The Three Roosevelts: Patrician Leaders Who Transformed America

 688 pages,  Grove Press; Feb.9, 2002,  $14 (Amazon)
By David Cohen
     Much has been written over the years about  Franklin Delano, Theodore and Eleanor Roosevelt. Still, it is useful to have a  new book - a big, bulky new book - that looks at the three of them together, linking and locking them as essential figures in U.S. history. "The Three Roosevelts: Patrician Leaders Who  Transformed America"  by James MacGregor Burns and Susan Dunn starts at the end of the Civil War (with Teddy, a young boy, watching the nation mourn for Lincoln) and takes us to the end of Eleanor's life almost a century later. The book delves into their personal lives but focuses more on the roles they  played in American society.

It is a portrait not just of three individuals but also of a changing concept of the value and uses of power. The authors write from a liberal perspective - they clearly support the idea of an
activist federal government - but are certainly not uncritical of their protagonists. Burns &Dunn like to weigh major actions/inactions carefully, which is one reason the book clocks in at almost 700 pages.

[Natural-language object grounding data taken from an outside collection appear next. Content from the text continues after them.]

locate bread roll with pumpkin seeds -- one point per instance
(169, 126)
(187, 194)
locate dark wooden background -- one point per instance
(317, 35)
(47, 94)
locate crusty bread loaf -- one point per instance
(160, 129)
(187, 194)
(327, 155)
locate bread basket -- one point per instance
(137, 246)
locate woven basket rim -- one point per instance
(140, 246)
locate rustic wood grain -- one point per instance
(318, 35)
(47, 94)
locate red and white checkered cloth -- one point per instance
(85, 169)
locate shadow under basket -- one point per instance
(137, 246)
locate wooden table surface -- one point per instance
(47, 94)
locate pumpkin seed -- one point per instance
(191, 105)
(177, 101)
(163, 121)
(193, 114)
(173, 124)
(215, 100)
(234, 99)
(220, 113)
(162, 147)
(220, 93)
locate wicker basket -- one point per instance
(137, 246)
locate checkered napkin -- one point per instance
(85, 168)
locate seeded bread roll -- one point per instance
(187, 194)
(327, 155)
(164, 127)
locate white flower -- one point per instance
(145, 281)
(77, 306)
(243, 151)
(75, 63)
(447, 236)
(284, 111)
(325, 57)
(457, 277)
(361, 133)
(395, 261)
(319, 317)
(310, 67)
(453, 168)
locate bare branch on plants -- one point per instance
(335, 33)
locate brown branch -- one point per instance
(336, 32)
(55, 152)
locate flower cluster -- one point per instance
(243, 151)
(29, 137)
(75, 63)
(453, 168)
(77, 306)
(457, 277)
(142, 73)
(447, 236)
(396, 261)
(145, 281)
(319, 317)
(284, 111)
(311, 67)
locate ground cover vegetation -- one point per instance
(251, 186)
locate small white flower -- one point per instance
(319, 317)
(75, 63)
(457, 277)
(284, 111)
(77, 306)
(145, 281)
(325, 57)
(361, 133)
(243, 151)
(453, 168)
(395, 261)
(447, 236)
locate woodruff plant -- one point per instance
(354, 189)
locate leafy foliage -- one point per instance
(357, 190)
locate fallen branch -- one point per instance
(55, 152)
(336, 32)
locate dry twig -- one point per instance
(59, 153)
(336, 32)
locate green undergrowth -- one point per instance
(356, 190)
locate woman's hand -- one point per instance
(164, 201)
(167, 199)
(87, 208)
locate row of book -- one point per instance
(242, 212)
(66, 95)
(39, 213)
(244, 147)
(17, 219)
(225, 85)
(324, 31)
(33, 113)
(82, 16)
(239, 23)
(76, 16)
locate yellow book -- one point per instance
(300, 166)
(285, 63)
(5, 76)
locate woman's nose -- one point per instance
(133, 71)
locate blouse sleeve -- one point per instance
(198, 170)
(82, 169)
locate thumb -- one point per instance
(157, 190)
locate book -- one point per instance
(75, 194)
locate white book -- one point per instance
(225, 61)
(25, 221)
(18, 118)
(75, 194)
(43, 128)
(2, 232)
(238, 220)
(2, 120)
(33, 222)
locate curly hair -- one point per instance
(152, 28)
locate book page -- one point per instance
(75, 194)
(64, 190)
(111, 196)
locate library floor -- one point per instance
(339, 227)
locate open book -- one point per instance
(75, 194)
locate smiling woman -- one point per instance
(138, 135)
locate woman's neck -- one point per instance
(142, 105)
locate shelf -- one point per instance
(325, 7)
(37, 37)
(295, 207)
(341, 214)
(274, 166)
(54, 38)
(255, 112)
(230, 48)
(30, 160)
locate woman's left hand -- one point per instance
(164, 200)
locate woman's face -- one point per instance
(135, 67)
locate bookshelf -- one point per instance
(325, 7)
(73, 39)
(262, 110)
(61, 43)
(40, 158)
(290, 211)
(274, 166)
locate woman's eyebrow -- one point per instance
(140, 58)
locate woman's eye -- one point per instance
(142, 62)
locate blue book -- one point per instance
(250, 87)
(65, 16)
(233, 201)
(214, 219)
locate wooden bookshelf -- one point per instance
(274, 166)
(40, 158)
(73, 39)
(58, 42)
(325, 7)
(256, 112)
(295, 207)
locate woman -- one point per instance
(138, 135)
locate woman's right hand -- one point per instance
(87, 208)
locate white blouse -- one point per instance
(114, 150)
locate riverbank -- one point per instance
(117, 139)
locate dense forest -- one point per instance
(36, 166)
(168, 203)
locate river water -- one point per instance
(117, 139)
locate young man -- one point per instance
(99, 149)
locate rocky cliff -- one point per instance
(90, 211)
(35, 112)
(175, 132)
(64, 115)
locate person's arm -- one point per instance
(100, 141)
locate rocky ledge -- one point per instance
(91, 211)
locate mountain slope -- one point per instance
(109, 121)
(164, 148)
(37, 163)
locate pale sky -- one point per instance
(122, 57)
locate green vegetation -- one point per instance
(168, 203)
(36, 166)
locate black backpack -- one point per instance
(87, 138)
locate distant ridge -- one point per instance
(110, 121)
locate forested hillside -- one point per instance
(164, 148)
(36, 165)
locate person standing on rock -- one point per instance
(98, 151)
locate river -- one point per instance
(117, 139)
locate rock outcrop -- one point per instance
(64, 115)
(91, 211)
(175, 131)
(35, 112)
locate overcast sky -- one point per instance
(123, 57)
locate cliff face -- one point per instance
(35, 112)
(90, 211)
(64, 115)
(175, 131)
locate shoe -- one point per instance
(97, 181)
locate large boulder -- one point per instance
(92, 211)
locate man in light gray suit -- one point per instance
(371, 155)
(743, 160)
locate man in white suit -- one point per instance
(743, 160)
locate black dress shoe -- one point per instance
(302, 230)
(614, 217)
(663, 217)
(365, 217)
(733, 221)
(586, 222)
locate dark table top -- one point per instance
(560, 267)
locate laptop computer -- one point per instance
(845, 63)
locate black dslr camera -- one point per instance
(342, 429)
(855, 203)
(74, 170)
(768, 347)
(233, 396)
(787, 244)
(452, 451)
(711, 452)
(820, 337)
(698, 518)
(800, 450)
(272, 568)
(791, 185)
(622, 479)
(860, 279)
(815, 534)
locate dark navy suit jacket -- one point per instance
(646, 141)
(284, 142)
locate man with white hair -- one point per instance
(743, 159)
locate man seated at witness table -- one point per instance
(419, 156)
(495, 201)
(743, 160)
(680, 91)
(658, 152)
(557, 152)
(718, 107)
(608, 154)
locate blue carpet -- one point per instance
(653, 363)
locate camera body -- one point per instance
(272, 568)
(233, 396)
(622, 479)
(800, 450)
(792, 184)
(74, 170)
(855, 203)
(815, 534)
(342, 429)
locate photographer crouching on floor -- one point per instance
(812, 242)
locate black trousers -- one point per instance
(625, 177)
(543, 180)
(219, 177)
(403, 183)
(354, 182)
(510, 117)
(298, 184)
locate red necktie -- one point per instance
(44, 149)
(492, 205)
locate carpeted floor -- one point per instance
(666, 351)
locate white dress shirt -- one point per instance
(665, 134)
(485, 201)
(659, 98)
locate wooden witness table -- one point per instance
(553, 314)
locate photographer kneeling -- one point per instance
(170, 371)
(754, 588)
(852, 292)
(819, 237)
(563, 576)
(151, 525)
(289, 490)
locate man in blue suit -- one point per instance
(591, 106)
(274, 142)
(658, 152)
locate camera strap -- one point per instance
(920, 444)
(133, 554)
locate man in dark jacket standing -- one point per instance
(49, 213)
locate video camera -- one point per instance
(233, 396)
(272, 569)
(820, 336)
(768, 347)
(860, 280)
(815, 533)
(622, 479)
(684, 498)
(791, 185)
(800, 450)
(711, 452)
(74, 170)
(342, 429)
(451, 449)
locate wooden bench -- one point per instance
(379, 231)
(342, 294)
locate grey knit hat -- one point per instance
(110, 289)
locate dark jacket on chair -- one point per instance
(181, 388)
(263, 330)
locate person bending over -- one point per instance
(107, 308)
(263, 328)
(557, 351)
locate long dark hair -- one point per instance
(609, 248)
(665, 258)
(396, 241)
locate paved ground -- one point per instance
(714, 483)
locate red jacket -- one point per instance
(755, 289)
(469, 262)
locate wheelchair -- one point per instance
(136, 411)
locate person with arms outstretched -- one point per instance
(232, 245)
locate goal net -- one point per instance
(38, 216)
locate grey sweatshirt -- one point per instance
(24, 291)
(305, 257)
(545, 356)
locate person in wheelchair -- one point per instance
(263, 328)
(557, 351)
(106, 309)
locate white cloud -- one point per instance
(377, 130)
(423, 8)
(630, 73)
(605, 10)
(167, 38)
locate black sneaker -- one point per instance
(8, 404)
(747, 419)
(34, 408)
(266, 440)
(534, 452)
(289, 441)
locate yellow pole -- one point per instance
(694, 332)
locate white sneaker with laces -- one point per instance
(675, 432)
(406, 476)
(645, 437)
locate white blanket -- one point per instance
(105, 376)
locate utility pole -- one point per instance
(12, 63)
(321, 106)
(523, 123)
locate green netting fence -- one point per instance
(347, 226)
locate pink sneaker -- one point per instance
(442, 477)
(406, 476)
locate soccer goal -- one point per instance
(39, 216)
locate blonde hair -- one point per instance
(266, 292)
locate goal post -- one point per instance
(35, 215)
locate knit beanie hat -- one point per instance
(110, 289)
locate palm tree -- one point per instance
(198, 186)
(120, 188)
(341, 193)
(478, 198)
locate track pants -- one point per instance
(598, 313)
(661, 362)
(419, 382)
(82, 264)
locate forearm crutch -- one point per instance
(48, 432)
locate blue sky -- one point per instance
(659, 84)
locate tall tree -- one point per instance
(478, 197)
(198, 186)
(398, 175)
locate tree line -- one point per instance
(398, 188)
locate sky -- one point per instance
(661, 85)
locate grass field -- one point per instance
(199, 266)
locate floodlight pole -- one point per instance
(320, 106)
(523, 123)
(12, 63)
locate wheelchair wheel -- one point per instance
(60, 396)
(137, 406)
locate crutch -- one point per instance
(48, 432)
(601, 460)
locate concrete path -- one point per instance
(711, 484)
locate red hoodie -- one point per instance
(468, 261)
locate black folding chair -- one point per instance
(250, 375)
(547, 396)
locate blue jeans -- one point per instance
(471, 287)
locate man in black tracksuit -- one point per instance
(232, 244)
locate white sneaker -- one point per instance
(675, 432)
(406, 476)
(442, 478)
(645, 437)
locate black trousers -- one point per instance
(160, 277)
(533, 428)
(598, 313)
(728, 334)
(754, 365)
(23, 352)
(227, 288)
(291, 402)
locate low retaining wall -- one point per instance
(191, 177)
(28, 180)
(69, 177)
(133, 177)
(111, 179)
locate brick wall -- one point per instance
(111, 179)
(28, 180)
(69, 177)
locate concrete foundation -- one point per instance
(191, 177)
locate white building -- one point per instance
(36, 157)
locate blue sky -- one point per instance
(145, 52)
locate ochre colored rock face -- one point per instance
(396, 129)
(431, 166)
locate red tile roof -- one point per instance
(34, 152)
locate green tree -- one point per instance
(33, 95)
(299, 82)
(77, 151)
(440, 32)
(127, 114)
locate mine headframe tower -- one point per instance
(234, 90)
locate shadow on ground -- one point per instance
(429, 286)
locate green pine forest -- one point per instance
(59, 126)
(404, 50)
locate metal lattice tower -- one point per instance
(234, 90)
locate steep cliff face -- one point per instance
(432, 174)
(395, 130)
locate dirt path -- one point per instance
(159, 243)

   The book doesn't break new ground, but it does demonstrate how all three evolved in the context of their family, their political parties/alliances, and their times, becoming, over the years, much different people than they originally presented to the public. In that sense, this is a book not only about what these three did to the U.S. power  structure but what the U.S. power structure did to them. All in all, it is a  valuable and interesting work.

       David Cohen of the Philadelphia Inquirer is the author of "Rugged and Enduring: The Eagles, The Browns and 5 Years of Football."